La politique volontariste d’attraction de l’investissement étranger soutenue par le programme « Chile Plataforma », a contribué a multiplier par deux le volume des investissements étrangers en 2004, pour atteindre 7 milliards de dollars. Une étude de l’Economist Intelligence Unit conclu que « le Chili sera le pays d’Amérique latine le plus attractif sur le plan commercial dans les cinq prochaines années ». Les prévisions tablent sur un accroissement de l’investissement d’environ 13% en 2005 et un PIB par habitant de 5 000 dollars, ce qui placerait le pays en seconde position derrière le Mexique en Amérique latine.

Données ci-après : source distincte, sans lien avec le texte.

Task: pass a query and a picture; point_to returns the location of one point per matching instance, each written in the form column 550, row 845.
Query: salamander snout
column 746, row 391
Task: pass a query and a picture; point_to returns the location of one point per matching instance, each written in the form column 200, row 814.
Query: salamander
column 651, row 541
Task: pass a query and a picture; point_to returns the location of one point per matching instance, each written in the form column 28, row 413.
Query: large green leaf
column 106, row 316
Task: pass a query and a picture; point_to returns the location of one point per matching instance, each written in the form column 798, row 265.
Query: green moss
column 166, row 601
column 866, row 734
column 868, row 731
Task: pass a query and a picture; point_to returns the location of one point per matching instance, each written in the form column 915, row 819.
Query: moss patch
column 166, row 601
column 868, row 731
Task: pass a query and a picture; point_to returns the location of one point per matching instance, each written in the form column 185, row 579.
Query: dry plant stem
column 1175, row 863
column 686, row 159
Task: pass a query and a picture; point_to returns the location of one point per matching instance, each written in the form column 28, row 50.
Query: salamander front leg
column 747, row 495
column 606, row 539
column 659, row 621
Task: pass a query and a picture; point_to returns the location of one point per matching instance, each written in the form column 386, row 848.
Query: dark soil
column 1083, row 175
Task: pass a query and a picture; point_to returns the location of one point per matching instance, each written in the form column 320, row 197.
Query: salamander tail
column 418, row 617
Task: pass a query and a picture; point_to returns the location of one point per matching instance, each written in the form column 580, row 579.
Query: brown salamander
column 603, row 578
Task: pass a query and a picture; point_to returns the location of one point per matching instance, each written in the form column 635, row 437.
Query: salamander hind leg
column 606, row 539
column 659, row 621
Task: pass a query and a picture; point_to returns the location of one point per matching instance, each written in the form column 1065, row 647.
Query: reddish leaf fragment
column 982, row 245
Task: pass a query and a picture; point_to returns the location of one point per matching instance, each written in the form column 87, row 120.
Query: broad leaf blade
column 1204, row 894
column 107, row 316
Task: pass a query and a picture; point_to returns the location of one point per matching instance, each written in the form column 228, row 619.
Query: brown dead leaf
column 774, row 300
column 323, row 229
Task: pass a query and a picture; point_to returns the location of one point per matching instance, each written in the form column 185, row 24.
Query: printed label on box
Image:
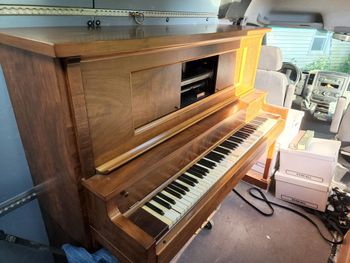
column 305, row 176
column 298, row 201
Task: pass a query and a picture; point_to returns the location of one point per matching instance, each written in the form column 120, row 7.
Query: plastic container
column 315, row 164
column 301, row 191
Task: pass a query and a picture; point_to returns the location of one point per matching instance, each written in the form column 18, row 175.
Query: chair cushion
column 270, row 58
column 275, row 83
column 343, row 133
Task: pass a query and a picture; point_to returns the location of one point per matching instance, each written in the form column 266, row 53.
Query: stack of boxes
column 305, row 176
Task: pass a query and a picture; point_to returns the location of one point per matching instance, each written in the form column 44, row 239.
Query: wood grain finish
column 103, row 99
column 39, row 97
column 149, row 179
column 81, row 41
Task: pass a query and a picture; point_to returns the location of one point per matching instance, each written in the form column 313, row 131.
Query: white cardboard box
column 315, row 164
column 291, row 129
column 301, row 191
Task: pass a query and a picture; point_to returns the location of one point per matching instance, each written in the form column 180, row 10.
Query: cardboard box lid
column 301, row 182
column 318, row 149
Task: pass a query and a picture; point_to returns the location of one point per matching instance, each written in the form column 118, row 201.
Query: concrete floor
column 240, row 234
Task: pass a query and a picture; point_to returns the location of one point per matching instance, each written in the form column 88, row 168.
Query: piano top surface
column 84, row 42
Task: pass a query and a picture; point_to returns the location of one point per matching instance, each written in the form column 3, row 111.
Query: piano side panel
column 247, row 57
column 37, row 89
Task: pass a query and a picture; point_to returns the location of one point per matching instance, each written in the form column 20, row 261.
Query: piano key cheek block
column 138, row 139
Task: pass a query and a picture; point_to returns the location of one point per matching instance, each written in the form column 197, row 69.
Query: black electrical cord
column 339, row 236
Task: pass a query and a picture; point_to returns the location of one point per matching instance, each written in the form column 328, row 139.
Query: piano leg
column 258, row 179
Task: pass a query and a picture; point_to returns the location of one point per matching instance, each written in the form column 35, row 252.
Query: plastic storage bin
column 315, row 164
column 301, row 191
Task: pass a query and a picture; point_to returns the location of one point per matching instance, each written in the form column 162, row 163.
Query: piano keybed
column 170, row 205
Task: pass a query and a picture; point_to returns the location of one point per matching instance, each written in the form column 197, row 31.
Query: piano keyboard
column 178, row 197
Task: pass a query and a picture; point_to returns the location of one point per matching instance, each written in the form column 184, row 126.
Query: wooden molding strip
column 27, row 10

S’il devait se confirmer, cet essor ne fait que
commencer, d’autant plus qu’il existe un fort consensus sur l’orientation libérale de la politique économique nationale au sein de la classe politique chilienne. Pour l’heure, une cinquantaine de multinationales ont choisi de faire du pays leur base régionale. Air France a notamment installé son centre d’appels pour l’Amérique du Sud au sud de Santiago, Sodexho sa direction marketing et sa direction des ressources humaines, Eurocopter son centre de maintenance régional. Dans cet environnement favorable aux affaires, où la France dispose de solides relations de coopération scientifique et technologique, ainsi que d’un maillage étoffé de relations entre collectivités locales, les investisseurs français demeurent pourtant peu présents, avec 130 filiales, même s’ils sont visibles dans presque tous les secteurs d’activités. Sodexho est ainsi le troisième employeur local avec 11 000 employés. Suez s’est positionné en 1999 à travers sa filiale Aguas Andinas, dans un secteur stratégique, en remportant avec son partenaire espagnol Agbar, la concession de l’eau de Santiago pour une durée illimitée. La présence française est notablement modeste dans le secteur minier. Le développement de Sodexho illustre pourtant le potentiel de ce secteur dans les branches attenantes : 37% de ses activités en dépendent. En dix ans, le nombre de sociétés françaises implantées a toutefois triplé. Les échanges entre les deux pays ont par ailleurs bénéficié de l’effet d’entraînement de l’accord d’association entre le Chili et le l’UE. Les flux commerciaux entre la France et le Chili ont ainsi atteint 1,796 milliard de dollars en 2004 selon la banque commerciale du Chili, soit une hausse de 34% environ par rapport à 2003.3 Mais des efforts restent à faire si les entrepreneurs français ne veulent pas laisser échapper ce marché pivot d’une Amérique latine qui suscitait encore récemment de nombreuses ambitions françaises en dépit de sa volatilité. C.H.
1 – La Documentation française, Jean-Blanquer / Polymnia Zgefka, Amérique latine, Edition 2005.